I clear my throat uncomfortably.
“Uh, no,” I say. “I tend to get a lot of tension up there…Deepti might have mentioned it but I sustained a back injury a long time ago. My spine healed but the soft tissue has never been the same. The weekly massage is sort of a…maintenance thing, more than relaxation.”
Her hands hesitate over my shoulders for a moment before continuing.
“I didn’t know,” she says. “May I ask what the injury was, and how long ago?”
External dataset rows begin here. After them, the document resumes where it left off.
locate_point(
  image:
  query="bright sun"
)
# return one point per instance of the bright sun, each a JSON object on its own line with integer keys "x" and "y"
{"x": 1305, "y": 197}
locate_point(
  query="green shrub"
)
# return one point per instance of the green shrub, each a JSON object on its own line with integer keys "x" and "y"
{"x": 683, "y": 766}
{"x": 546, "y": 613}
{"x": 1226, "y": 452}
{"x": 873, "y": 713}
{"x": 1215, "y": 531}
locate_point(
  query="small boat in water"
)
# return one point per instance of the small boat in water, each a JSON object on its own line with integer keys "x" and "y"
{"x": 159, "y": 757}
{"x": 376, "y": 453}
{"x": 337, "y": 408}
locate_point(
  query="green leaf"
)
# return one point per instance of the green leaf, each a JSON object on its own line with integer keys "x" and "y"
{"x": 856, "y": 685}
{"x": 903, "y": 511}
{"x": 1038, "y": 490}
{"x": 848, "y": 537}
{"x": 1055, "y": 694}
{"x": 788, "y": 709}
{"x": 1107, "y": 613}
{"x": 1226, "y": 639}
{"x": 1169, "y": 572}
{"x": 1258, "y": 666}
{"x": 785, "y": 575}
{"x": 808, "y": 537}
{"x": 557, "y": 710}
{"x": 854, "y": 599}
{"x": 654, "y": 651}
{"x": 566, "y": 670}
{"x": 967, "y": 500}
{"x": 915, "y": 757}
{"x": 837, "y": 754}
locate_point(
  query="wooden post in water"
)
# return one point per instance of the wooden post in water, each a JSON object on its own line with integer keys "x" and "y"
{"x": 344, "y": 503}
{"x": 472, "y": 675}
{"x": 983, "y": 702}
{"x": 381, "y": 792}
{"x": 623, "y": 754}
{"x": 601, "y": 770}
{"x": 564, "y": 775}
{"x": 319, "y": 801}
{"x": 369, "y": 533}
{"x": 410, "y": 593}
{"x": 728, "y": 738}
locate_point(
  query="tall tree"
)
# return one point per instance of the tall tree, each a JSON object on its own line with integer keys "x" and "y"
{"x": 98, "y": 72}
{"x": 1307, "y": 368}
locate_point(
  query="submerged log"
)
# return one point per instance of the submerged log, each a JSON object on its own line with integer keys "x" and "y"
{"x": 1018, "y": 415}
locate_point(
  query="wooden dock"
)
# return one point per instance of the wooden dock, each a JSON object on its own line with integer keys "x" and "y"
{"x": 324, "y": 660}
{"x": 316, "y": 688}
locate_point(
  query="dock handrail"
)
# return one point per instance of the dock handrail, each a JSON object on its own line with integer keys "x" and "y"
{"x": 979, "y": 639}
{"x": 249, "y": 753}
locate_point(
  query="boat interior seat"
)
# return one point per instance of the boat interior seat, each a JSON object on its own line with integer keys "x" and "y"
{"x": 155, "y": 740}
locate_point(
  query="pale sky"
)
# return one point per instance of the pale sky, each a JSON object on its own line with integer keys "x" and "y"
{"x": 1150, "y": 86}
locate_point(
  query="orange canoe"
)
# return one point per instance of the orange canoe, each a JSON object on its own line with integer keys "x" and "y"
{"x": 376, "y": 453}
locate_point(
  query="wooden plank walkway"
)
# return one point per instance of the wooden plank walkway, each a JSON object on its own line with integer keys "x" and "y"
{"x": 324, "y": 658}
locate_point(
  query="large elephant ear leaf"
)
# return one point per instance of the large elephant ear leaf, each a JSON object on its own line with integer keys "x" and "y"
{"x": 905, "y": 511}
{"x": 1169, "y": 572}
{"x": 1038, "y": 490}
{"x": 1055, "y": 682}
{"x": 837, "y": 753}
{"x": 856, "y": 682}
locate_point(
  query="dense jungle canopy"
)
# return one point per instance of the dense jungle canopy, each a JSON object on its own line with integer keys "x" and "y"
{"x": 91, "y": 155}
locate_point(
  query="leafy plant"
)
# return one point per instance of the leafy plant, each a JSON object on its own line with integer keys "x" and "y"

Talk about a boner killer. But if I didn’t want her to ask about this at all, I probably shouldn’t have brought it up.
“Bit of a long story. I was an active duty marine. Served a couple of tours overseas…”
I drift off.
“You don’t have to tell me,” Andy says quickly. “I’m sorry. We get a lot of people coming to us after car accidents…things like that. I didn’t mean to pry.”
Her softness makes me feel bad, remembering last week and the way she seemed almost terrified of me. Maybe I’m more intimidating than I think I am.
“It’s fine,” I say. “I don’t mind discussing it.”
This is a blatant lie. I hate fucking talking about it. Most of the time I pretend that this part of my life never happened. There’s very little about that period of time that I am able to think about without feeling…feelings.
So I do mind talking about it. But for Andy, for some reason I feel like I need to. I need to show her that I’m not as big of a jerk as she seems to believe I am, and that she doesn’t need to be afraid of me.
Others are afraid of me. Some of my employees. Other men. But women aren’t supposed to be afraid of me like that, especially a woman like Andy who — despite my best efforts to pretend to be a gentleman around her today — makes me want to bend her over this massage table and drive my cock deep inside of her.
“So you were injured during one of your tours?”
“You know, that’s what most people think,” I say wryly. “But no. Actually, I made it home with not much more than a twisted ankle and a few stitches. Training was harder than my deployments ever were. After training, twelve months in the desert felt almost easy.”
“So…if you didn’t get hurt while deployed, what was it?”
“You’re going to laugh,” I mutter.
“I would never!” Andy says, her hands pausing on my shoulders again.
“Well, maybe you wouldn’t. But you’ll think it sounds dumb. I fell out of bed.”
“You…just fell out of bed?” Andy asks. “Like…fell from a bunk?”
“Nope,” I say. “Just an ordinary bed.”
She’s quiet.
“Told you it was dumb,” I say to break the uncomfortable silence.
“It’s not dumb,” she insists. “Why would that be dumb? Getting injured sucks. And people get injured in the strangest of ways. I see it all the time. Some people don’t even know how they got injured in the first place. They just wake up in the morning in excruciating pain.”
“Sometimes I wake up like that now,” I reply. “My shoulder. It’s like the shoulder of an eighty year old, or something. Doesn’t take much to set me back and before I know it I’m icing it down all day long and can’t lift anything with that arm.”
“That must be so awful,” she murmurs.
“It’s not so bad,” I reply. “It’s not like I’m a baby or something. It’s just a stiff shoulder.”
“I wasn’t suggesting that you were a baby,” she says, some reproach and hurt in her voice.